Les OS s’interrogent sur le nombre d’emplois que la DG veut supprimer dans les effectifs du dédouanement. Dans sa réponse, l’administration estime d’abord à environ 2000 le nombre d’agents affectés au dédouanement (à partir des bordereaux SIGRID) et se défend de vouloir réduire fortement ce chiffre. Les précisions sur le mode de calcul dévoilent cependant le fond du problème : en fait, c’est la moitié de l’activité des 4000 agents affectés dans les 250 bureaux de douane qui est consacrée au dédouanement mais la plupart du temps, l’activité des agents est partagée entre le dédouanement et d’autres tâches. En clair, ce sont toutes les autres tâches (principalement fiscale) effectuées dans les bureaux qui serviront de variables d’ajustement en matière d’emploi alors que la DG refuse d’en parler dans son document !

Un second groupe de travail sur le « cahier des charges » se réunira le 19 février.

En conclusion, ce document est une sorte d’« auberge espagnole » : il est suffisamment flou pour que chacun y retrouve la conception de la douane qui est la sienne. La demande d’une catographie à ce stade ne nous paraît pas réaliste : la DG semble s’être déchargée du problème des implantations sur le niveau local. Les consignes que la DG donnera à ses directeurs en matière de suppression d’emplois seront beaucoup plus déterminantes que le contenu du « cahier des charges ».

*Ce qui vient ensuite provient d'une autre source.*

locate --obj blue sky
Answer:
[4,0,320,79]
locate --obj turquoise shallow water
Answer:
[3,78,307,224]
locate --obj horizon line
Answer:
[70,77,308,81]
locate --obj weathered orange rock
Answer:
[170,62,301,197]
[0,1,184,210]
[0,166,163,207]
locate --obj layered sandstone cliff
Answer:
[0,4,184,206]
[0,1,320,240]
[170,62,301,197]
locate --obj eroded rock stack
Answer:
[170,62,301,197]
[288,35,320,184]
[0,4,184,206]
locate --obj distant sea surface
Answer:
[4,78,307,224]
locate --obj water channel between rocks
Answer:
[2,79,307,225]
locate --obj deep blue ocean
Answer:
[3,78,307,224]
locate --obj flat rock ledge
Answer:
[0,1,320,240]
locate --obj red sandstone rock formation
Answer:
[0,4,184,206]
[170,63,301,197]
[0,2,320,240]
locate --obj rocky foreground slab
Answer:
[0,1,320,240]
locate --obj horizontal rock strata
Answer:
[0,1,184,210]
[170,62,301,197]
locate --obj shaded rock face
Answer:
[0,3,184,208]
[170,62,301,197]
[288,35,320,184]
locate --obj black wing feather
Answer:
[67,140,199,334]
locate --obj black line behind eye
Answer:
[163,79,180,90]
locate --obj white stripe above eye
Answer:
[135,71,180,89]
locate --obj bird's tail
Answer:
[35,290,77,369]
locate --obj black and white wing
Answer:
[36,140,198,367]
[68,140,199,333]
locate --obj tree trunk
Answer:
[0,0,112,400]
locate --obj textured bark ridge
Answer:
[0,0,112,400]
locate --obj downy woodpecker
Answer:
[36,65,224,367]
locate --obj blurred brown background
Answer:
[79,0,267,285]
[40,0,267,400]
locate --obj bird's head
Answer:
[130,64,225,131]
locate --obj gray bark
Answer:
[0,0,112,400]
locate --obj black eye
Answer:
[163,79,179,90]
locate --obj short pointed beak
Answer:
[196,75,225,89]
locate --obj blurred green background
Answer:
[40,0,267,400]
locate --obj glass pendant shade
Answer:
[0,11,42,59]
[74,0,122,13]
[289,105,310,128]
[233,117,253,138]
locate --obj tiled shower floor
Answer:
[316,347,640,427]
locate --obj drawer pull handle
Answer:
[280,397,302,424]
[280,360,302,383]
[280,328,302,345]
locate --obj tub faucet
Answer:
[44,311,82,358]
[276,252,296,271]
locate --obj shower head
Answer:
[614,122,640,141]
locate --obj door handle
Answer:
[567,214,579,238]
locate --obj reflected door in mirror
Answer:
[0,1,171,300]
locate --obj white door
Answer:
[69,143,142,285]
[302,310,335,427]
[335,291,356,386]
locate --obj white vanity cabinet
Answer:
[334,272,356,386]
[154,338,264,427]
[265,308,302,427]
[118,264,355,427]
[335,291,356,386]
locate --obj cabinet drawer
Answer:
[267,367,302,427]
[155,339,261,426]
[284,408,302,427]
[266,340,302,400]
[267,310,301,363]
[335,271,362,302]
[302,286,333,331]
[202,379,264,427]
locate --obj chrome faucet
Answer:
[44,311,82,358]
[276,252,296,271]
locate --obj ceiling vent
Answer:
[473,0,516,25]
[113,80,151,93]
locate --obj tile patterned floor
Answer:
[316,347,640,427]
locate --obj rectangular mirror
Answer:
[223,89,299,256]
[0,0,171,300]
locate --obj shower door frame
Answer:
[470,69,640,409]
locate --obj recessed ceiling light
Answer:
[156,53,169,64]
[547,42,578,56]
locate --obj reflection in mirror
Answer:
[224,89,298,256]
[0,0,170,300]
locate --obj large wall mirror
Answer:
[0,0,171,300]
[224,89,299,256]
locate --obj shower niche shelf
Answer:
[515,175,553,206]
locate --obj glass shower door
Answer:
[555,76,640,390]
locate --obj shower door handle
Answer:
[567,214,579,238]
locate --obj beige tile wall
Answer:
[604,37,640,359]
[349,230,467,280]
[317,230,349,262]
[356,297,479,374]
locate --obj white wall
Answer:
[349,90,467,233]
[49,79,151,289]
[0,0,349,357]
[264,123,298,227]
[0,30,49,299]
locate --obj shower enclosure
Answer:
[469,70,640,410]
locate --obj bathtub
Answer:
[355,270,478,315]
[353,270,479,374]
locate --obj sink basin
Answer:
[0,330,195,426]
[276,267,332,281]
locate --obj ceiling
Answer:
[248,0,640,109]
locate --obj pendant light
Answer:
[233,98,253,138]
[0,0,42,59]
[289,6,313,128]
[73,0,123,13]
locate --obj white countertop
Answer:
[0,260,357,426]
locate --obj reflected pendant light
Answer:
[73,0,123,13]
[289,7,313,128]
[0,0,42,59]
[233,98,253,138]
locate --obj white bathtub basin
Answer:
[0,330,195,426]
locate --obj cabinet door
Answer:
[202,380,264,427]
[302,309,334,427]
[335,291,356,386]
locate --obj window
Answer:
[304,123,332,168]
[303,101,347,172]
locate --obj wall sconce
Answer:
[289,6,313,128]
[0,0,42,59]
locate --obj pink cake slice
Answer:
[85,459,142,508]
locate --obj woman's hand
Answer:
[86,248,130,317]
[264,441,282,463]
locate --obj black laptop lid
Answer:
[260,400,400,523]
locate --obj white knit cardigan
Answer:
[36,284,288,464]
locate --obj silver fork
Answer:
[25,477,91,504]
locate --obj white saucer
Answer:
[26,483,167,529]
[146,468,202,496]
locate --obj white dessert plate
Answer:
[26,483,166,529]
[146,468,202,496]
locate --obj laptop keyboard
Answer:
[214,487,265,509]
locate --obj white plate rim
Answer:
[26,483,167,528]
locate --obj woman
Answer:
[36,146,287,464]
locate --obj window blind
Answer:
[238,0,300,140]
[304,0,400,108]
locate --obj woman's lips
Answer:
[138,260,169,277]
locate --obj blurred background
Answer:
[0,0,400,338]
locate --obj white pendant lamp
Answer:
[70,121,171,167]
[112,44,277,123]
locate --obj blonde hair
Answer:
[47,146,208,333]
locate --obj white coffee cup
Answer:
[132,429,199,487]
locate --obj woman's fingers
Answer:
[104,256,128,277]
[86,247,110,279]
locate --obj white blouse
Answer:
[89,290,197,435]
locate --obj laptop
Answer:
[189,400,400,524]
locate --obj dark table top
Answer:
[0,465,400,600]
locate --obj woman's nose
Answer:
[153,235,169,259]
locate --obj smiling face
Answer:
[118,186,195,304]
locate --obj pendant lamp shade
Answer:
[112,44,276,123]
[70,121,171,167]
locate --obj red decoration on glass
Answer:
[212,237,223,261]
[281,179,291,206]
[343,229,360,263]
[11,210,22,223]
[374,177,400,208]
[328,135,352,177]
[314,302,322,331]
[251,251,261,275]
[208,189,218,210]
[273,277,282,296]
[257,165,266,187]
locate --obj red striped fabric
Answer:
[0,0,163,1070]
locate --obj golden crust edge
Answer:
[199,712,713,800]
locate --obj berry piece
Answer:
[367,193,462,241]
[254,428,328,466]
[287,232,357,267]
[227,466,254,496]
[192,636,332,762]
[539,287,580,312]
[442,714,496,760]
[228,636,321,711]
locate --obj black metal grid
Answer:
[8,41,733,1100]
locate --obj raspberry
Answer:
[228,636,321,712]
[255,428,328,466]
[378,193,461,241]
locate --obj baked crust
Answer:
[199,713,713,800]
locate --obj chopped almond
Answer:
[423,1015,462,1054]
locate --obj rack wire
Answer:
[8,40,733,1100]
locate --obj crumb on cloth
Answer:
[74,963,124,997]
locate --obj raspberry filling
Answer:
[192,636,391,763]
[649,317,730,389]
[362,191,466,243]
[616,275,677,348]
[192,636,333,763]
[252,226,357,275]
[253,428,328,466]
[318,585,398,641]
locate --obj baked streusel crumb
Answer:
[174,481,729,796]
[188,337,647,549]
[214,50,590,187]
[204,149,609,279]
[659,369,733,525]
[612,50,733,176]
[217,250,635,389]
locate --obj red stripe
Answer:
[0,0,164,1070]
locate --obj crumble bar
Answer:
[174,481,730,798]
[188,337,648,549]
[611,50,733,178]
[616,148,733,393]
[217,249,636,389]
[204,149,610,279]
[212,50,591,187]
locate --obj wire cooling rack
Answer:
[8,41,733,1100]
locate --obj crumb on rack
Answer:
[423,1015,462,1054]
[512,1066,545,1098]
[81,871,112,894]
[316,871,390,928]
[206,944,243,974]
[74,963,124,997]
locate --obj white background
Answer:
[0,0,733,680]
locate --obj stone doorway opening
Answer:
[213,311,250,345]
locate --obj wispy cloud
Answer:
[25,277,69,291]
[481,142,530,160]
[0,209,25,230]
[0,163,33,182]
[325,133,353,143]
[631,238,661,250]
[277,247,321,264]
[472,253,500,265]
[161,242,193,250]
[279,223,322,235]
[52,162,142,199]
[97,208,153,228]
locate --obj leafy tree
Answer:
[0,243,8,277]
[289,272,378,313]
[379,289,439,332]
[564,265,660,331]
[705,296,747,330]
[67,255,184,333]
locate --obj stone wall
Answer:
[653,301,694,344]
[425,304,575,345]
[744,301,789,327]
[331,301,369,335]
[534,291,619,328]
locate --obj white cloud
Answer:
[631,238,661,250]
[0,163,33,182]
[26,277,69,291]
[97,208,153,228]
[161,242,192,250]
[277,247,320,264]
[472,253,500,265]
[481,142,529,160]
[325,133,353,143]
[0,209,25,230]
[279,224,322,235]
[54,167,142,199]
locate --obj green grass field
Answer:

Le futur réseau de dédouanement dépendra des discussions, donc avant tout du rapport de forces, locales. La période de campagne électorale municipale et cantonnale est une excellente occasion de sensibiliser les futurs élus aux enjeux d’un service public du dédouanement de proximité.

Les Douaniers ont montré leur capacité de mobilisation en 2006 comme les 18 octobre, 20 novembre et 24 janvier. Ils sauront se mobiliser de nouveau si nécessaire pour le maintien d’un dispositif douanier efficace socialement et économiquement.